Hmm, I'm timing the new D45 run I'm repeating because of the RNG bug. It is much worse than I thought. For the various monomials in a trajectory the derivatives take, normalized to the gauge one:

Gauge: 1
Det: 3
Deteat1: 5
Detrat2: 9
Poly: 161

in arbitrary time units. I just took the input file used previously, didn't optimise, but...

I think I know what I'm starting with on Wednesday... :(

@urbach
urbach commented Dec 31, 2012

These timings come from supermuc...

@urbach
urbach commented Jan 1, 2013

ah, Poly is called as often as det, only gauge is called more often.

@urbach
urbach commented Jan 2, 2013

I have worked a bit on this issue, and in my ImproveDerivSbND branch you can find them. Those help a lot on my local scalar PC version. They also avoid any omp atomic pragmas. However, on supermuc it doesn't improve at all, I really don't understand. Does anyone have any idea?

@kostrzewa
European Twisted Mass Collaboration member

My first test would be to check a pure MPI version of the code. Also, it would be very useful to compare to the performance on a numerically approximately equivalent partition of BG/P used in previous runs. If the trajectory takes 10 times as long then we have some performance regression in the poly derivative.

@urbach
urbach commented Jan 2, 2013

well, I'm a bit further... if one call of ndpoly_derivative 3.8 seconds, then it is divided as follows (see my ImproveDerivSbND branch):

  • 3.274360e-01 secs accumulated for all Q_tau1_sub_const_ndpsi calls in the first loop
  • 8.768349e-01 secs accumulated for all Q_tau1_sub_const_ndpsi calls in the second loop
  • 2.193796e+00 secs accumulated for all deriv_Sb_nd_tensor calls in the second loop
  • 4.388826e-01 secs accumulated for all H_eo_tm_ndpsi calls in the second loop

all but the second and third time do make sense when compared to the timings in the CG. The time spend in this tensor product thing is ridiculous. And the time for Q_tau1_sub_const_ndpsi calls in the second loop is a factor two to large.
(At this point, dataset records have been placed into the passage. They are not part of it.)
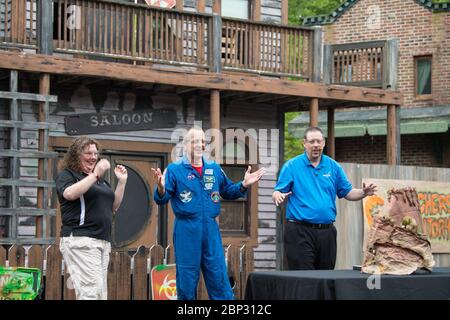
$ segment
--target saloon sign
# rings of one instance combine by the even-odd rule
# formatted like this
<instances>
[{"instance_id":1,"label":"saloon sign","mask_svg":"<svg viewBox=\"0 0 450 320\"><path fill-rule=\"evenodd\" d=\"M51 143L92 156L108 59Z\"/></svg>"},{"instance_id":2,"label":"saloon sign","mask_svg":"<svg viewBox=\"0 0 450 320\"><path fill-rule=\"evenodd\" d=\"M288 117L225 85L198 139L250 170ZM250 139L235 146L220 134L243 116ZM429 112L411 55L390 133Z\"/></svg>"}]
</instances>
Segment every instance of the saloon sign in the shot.
<instances>
[{"instance_id":1,"label":"saloon sign","mask_svg":"<svg viewBox=\"0 0 450 320\"><path fill-rule=\"evenodd\" d=\"M176 124L177 113L172 109L84 113L65 118L68 135L174 128Z\"/></svg>"},{"instance_id":2,"label":"saloon sign","mask_svg":"<svg viewBox=\"0 0 450 320\"><path fill-rule=\"evenodd\" d=\"M175 0L145 0L149 6L160 8L173 8L177 4Z\"/></svg>"}]
</instances>

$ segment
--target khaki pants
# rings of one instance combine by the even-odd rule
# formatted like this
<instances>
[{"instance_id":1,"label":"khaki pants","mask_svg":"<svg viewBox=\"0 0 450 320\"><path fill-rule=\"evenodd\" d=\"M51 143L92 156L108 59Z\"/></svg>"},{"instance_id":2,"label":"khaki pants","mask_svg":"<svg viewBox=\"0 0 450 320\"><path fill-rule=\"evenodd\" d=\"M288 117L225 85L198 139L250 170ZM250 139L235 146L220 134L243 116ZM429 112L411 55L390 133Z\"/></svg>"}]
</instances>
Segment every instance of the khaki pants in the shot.
<instances>
[{"instance_id":1,"label":"khaki pants","mask_svg":"<svg viewBox=\"0 0 450 320\"><path fill-rule=\"evenodd\" d=\"M71 235L61 238L59 248L77 300L106 300L111 244L105 240Z\"/></svg>"}]
</instances>

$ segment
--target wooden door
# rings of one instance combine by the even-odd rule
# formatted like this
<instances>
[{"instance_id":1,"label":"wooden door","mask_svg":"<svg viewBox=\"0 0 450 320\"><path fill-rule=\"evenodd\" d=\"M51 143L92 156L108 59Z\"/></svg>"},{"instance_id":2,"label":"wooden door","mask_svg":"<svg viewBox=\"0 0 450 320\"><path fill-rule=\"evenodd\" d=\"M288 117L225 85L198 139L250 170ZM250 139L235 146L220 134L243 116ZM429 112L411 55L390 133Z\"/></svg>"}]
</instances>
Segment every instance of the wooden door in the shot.
<instances>
[{"instance_id":1,"label":"wooden door","mask_svg":"<svg viewBox=\"0 0 450 320\"><path fill-rule=\"evenodd\" d=\"M166 217L153 201L155 182L151 168L161 167L161 159L142 156L111 156L111 186L116 187L114 167L122 164L128 169L128 181L122 205L113 219L113 246L117 249L151 247L167 235ZM160 216L160 214L162 216ZM169 233L170 234L170 233ZM170 238L170 237L169 237Z\"/></svg>"}]
</instances>

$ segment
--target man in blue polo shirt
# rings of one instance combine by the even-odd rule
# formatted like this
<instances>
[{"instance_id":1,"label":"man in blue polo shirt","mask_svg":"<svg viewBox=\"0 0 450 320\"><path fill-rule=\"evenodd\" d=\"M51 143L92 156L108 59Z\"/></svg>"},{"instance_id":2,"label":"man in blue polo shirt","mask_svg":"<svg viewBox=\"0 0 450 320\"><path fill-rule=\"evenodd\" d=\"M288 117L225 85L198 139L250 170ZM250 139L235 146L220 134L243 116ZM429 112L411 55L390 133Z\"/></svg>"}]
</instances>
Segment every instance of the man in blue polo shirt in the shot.
<instances>
[{"instance_id":1,"label":"man in blue polo shirt","mask_svg":"<svg viewBox=\"0 0 450 320\"><path fill-rule=\"evenodd\" d=\"M373 184L355 189L342 167L323 155L322 130L311 127L304 135L305 153L281 169L272 199L287 199L284 245L289 270L334 269L336 262L336 196L358 201L373 195Z\"/></svg>"}]
</instances>

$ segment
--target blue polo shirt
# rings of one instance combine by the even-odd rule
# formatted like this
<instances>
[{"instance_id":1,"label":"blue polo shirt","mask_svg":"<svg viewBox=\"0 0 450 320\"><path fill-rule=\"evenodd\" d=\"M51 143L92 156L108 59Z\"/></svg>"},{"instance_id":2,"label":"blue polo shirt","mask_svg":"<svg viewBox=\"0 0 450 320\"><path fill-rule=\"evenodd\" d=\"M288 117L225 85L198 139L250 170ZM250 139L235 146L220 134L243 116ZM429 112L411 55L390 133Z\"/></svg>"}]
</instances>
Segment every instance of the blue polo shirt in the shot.
<instances>
[{"instance_id":1,"label":"blue polo shirt","mask_svg":"<svg viewBox=\"0 0 450 320\"><path fill-rule=\"evenodd\" d=\"M292 191L286 206L286 219L310 223L332 223L336 220L336 196L345 197L351 190L342 167L322 155L317 167L306 153L287 161L281 169L275 190Z\"/></svg>"}]
</instances>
When different local volumes are used these times seem to scale with the local volume.

Could be a cache problem, but then the times would not scale with the local volume. In deriv_Sb_nd_tensor there is not so much to do computational wise, and no omp atomic statements... I really don't get it!

@kostrzewa
European Twisted Mass Collaboration member

Try running it on a machine with as many cores as you can find with pure OpenMP and the same local volume with the Intel performance tools (the GUI works really well, the command line stuff is quite cumbersome), this will show clearly if it is a cache problem. (this is how I found the benefit of g_hi in the full hopping matrix).

@urbach
urbach commented Jan 2, 2013

yes, I'll try at some point... Now restarting D45 on FERMI doesn't work anymore, plaquette gives nan, while a hot start works. Reading a configuration generated on FERMI does work, reading one from another machine doesn't... I'll try recompiling lime...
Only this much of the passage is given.